All'una del pomeriggio, ho portato dei macarons per la mia bambina sorda di cinque anni, solo per trovarla chiusa a chiave sulla nostra veranda a 4 gradi. Maya giaceva immobile, con le labbra blu. Mio cognato sorseggiava champagne, ridendo: "I suoi strani rumori hanno rovinato la mia presentazione su Zoom da 2 milioni di dollari. Un po' di sudore ti insegna i limiti". L'ho portata di corsa al pronto soccorso. Mentre i medici lottavano per salvarle la vita, ho tirato fuori il mio terminale militare segreto. Ho digitato: "Esegui protocollo: Casa di vetro. Obiettivo bloccato..."

«Sono un uomo che ama sua figlia», sussurrai in modo che solo lui potesse sentirmi. «Goditi il ​​silenzio in prigione federale, Trent. Ho sentito dire che è molto tranquillo.»

Lo trascinarono fuori dalla porta. Non urlava. Era in uno stato di profondo shock catatonico. Finalmente capì che l'uomo che aveva insultato per mesi poteva, con un solo clic, cancellarlo dalla faccia della terra.

Mentre i SUV neri si allontanavano, portando via la spazzatura, il mio telefono vibrò in tasca.

Era Chloe.

Feci un respiro profondo, mi lisciai la felpa e risposi.

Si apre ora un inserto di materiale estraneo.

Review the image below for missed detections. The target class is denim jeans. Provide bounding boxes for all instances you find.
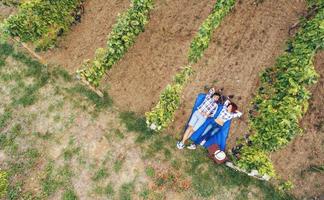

«Elias!» La voce di Chloe dall'altra parte era terrorizzata. «Ho appena visto il telegiornale! Ne parlano su Bloomberg! L'FBI ha fatto irruzione nell'azienda di Trent! Hanno detto che è stato arrestato per frode colossale! Cosa sta succedendo?!»

«Lo so, tesoro», dissi, riprendendo il tono dolce e calmo del marito che conosceva. «La polizia è appena passata. L'hanno portato via.»

«Oh mio Dio», gemette Chloe. «State bene? Maya sta bene?»

«Stiamo bene», dissi, guardando fuori dalla finestra il vialetto vuoto. «Maya ha avuto un piccolo attacco d'asma, quindi l'ho portata in ospedale per sicurezza. Ma ora sta benissimo. Sta dormendo.»

«Prendo il primo aereo», disse Chloe con fermezza. «Non posso credere che Trent sia stato un criminale per tutto questo tempo. L'ho fatto entrare in casa nostra... Elias, mi dispiace tanto.»

«Non scusarti», dissi a bassa voce. «Ora la casa è al sicuro.»

Riattaccai.

Passai un'altra ora a cancellare le mie impronte digitali dai server del Dipartimento di Giustizia, assicurandomi che le prove contro Trent sembrassero una fuga di notizie anonima. Ho spento il computer, ho chiuso a chiave la porta con il sistema biometrico e sono tornato all'ospedale di Stanford.

Quando sono entrato nella stanza di Maja, era seduta sul letto a mangiare gelatina di fragole.

Mi ha visto e il suo viso si è illuminato. Ha lasciato cadere il cucchiaio e ha rapidamente fatto il segno: "Papà! Gelato?".

Ho sorriso, sentendo finalmente sciogliersi il ghiaccio che mi era colmo di gelo. Mi sono seduto sul bordo del suo letto e ho tirato fuori dalla tasca della giacca una piccola scatola di macarons alla fragola, un po' sbriciolata.

I suoi occhi si sono spalancati per la pura gioia.